Le Groupe d’experts intergouvernemental sur l’évolution du climat (GIEC) le mettait déjà en avant en 2014 dans son rapport à l’intention des décideurs (p699) : peindre les toits en blanc participe efficacement à la réduction des températures urbaines. Cette couleur permet de réfléchir la lumière plutôt que de l’absorber. La ville de New-York incite les entreprises de son territoire à peindre leurs toits en blanc depuis 2009.
À Strasbourg, les toitures blanches se font encore rares en 2023. Le supermarché E.Leclerc de Geispolsheim fait figure de précurseur. Avec l’envolée du prix de l’énergie et les pics de canicule de l’été 2022, la facture d’électricité du magasin était passée de 450 000€ en 2021 à 800 000€ en 2022, en partie à cause de la climatisation. Fin juin 2023, le supermarché a donc décidé de recouvrir l’entièreté de sa toiture – d’une surface de 12 000 m² – d’une peinture réflective blanche.
Économies « immédiates »
« Nous sommes loin d’avoir inventé l’eau chaude », reconnaît Éric Lorentz, directeur général de la société qui exploite le magasin. Il se réjouit d’un « effet immédiat » :
« Les climatiseurs n’ont quasiment pas été activés. Quant à la production de froid du magasin, on constate un retour de suite sur investissement avec des machines qui n’ont pas encore tourné, même lors des chaudes journées de juillet. »

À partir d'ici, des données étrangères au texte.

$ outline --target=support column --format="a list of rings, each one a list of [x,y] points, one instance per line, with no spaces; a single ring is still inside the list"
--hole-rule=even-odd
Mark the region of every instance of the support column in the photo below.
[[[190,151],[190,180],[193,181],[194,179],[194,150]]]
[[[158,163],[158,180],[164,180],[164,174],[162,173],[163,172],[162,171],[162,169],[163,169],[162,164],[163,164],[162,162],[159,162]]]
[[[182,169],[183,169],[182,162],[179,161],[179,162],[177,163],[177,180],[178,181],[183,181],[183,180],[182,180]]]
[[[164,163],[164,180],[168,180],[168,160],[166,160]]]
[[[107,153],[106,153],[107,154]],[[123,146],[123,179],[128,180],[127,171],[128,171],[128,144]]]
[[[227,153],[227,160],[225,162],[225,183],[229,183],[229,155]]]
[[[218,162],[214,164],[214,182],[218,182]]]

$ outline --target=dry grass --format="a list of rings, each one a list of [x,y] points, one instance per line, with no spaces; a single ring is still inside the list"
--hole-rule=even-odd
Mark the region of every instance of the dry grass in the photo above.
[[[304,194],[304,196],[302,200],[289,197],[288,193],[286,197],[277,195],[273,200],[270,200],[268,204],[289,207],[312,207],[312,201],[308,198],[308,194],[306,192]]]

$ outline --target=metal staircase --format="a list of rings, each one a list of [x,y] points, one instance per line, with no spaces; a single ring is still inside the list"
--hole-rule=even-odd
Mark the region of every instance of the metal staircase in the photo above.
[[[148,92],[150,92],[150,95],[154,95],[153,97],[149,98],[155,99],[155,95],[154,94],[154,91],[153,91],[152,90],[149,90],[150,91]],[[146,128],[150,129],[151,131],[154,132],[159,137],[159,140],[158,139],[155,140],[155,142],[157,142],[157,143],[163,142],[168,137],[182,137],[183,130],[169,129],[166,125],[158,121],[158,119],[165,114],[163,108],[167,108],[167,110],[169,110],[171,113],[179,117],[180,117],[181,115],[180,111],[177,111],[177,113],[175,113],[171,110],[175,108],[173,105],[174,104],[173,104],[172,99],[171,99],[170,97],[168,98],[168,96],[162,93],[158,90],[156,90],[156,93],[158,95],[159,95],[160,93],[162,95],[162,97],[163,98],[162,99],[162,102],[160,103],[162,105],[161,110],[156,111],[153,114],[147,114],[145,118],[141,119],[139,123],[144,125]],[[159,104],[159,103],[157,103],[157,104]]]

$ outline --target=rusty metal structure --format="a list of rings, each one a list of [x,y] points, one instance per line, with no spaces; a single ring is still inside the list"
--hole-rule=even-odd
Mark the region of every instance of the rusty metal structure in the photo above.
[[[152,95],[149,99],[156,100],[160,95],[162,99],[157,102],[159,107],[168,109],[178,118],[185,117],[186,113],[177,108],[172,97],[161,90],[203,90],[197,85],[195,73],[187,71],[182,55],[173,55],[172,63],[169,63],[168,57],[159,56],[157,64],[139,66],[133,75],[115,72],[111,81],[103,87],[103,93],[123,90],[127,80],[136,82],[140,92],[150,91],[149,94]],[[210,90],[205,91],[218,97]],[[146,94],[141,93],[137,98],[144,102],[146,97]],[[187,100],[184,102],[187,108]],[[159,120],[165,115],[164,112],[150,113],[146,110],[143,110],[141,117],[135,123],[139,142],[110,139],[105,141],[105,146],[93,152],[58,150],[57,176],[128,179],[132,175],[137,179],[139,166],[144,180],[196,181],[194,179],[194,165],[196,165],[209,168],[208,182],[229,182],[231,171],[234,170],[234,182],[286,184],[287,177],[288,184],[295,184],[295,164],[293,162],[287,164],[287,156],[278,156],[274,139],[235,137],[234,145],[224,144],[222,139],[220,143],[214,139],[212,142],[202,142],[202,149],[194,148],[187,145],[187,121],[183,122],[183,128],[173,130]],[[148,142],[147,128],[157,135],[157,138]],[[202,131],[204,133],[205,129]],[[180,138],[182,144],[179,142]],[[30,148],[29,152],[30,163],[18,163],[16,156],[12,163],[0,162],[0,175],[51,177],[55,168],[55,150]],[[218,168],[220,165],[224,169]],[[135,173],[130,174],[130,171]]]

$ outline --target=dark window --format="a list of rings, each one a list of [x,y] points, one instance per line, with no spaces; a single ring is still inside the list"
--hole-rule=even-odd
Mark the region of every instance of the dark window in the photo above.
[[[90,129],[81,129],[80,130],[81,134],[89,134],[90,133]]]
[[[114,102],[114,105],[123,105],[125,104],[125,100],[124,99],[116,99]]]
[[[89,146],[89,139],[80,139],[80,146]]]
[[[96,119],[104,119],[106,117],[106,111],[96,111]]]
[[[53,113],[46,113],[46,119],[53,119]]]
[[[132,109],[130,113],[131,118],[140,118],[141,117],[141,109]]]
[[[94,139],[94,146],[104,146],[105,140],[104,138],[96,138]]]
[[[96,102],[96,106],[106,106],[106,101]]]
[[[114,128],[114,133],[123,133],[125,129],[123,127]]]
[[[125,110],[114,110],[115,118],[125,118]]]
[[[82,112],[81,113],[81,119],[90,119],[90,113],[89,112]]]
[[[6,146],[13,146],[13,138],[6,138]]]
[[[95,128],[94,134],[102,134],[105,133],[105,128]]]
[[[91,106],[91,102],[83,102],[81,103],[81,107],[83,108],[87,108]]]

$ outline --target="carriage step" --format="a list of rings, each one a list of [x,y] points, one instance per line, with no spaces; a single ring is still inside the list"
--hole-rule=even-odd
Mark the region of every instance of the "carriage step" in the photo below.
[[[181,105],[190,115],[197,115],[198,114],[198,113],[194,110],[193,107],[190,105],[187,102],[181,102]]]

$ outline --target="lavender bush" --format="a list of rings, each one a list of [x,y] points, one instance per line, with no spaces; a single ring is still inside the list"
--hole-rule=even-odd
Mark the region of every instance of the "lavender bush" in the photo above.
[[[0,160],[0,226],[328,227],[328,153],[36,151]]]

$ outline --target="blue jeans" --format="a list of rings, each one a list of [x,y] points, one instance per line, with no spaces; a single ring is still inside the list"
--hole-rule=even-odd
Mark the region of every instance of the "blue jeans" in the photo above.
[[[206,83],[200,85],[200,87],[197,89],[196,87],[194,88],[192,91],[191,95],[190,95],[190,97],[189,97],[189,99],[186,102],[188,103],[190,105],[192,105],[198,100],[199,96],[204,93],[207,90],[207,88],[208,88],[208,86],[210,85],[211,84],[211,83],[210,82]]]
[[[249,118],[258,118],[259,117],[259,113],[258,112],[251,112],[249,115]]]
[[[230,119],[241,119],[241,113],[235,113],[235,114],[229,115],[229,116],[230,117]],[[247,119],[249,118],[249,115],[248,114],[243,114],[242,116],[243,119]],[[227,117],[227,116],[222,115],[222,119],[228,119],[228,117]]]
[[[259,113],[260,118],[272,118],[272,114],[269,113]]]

Dans la plupart des supermarchés, ces installations aspirent l’air directement par la toiture et tournent à plein régime quand la température augmente. Éric Lorentz développe :
« En plein été, la température captée sur notre toit, comme sur celle de tous les supermarchés, peut rapidement dépasser les 70°C. Avec ce revêtement réflectif, on gagne au moins 30°C et à l’intérieur du magasin, on perd facilement 6°C. »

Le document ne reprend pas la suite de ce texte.